I believe this car has a sustantial frame structure. You can add weight by shaping/ cutting sheet lead and glueing to the inside of the frame member. Changing the wheelsets to IM or JB will add weight also.(JB is a fairly heavy wheelset compared to others)

I haven’t found any of these type of cars too have derailment issues by running a little light.

If you do want to increase the weight and need to add it inside the tank, this can be done by drilling a hole on the underside and adding BBs or lead shot. If you don’t want the balls to move about, add some white glue, plug the hole, shake it around to allow the balls/ weight to settle evenly and set aside to let the glue coated balls to dry. I have done this a few times in the past but as I have mentioned, the metal wheelsets and some strip lead has proved to be sufficient.

I’d drill a small hole in the tank from underneath, add some sand until desired weight is reached, then plug the hole.

This was recommended in a very old MR article I once read.

cheers

This Varney tankcar is all plastic, with no weight included. I drilled a hole through the underframe and into the tank, then added BBs, bringing the car’s weight up to about 3.5oz. I didn’t bother to glue them in place - a quick roll back-and-forth levels them nicely, and the car tracks well.

I’ve owned this car for 50 years or so, and recently upgraded it with metal sill steps and grabirons, along with new brake rigging. The lettering is from Champ.

Wayne

I gete my sheet lead at the hardware store, they call it lead flashing. It comes nice and soft and cuts with snips or even sissors.

You can also cast your own weights, using used wheel balancing weights. There’s a short “how-to” here:

Throwing your weight around…

Wayne

Darn, I seem to feel pretty dumb after I ask these questions and get such great answers. I would never have thought of drilling a hole in the bottom to get to the inside. I’ll look into the flashing too. Thanks.

Ted[banghead]

This is the first tank car I’ve heard of that doesn’t come apart and I have a couple that are around thirty years old. Most of mine are held together by two screws. They’re located just behind the trucks and hold the frame to the car body. In many cases the bottom of the car body is part of the frame.

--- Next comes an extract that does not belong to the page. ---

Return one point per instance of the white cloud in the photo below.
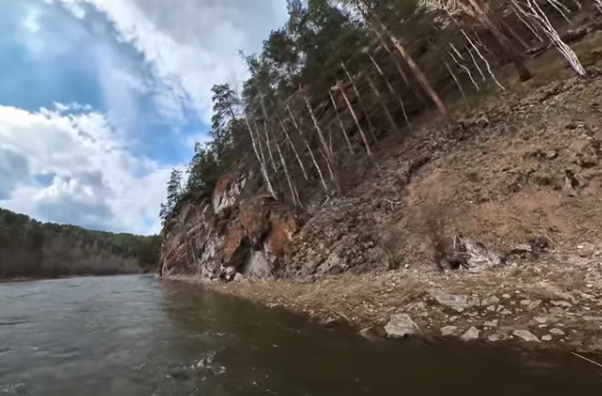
(193, 44)
(95, 182)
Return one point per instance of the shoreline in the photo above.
(536, 304)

I have used the lead alloy with low melting point with good success. It was called “Behr Metal” which was a product of Behr Locomotive Company, and they are now out of business. If anyone knows of another source, please tell us.

The product is heavy metal and melts at about 150 F. Then it can be poured into a plastic model with no damage. My recent project was to add weight to plastic steel mill cars.

In addition to weighting properly, it is good to replace plastic wheelsets with good quality metal wheel sets.

I find that an oversize sweatshirt works really well at hiding the extra weight. [:D] Seriously, have you checked the ends of the tanker. I had one that was a kit and the ends were separate pieces that could be removed. If that’s not feasible, I would flatten some self-attaching wheel weight, shape them to the bottom of the tanker, then paint them to match the tanker.

Quote

I gete my sheet lead at the hardware store, they call it lead flashing. It comes nice and soft and cuts with snips or even sissors.
David Star

For getting very clean or precise cuts with the lead flashing, score and fold then back score and break. You can even accordian fold the lead if desired.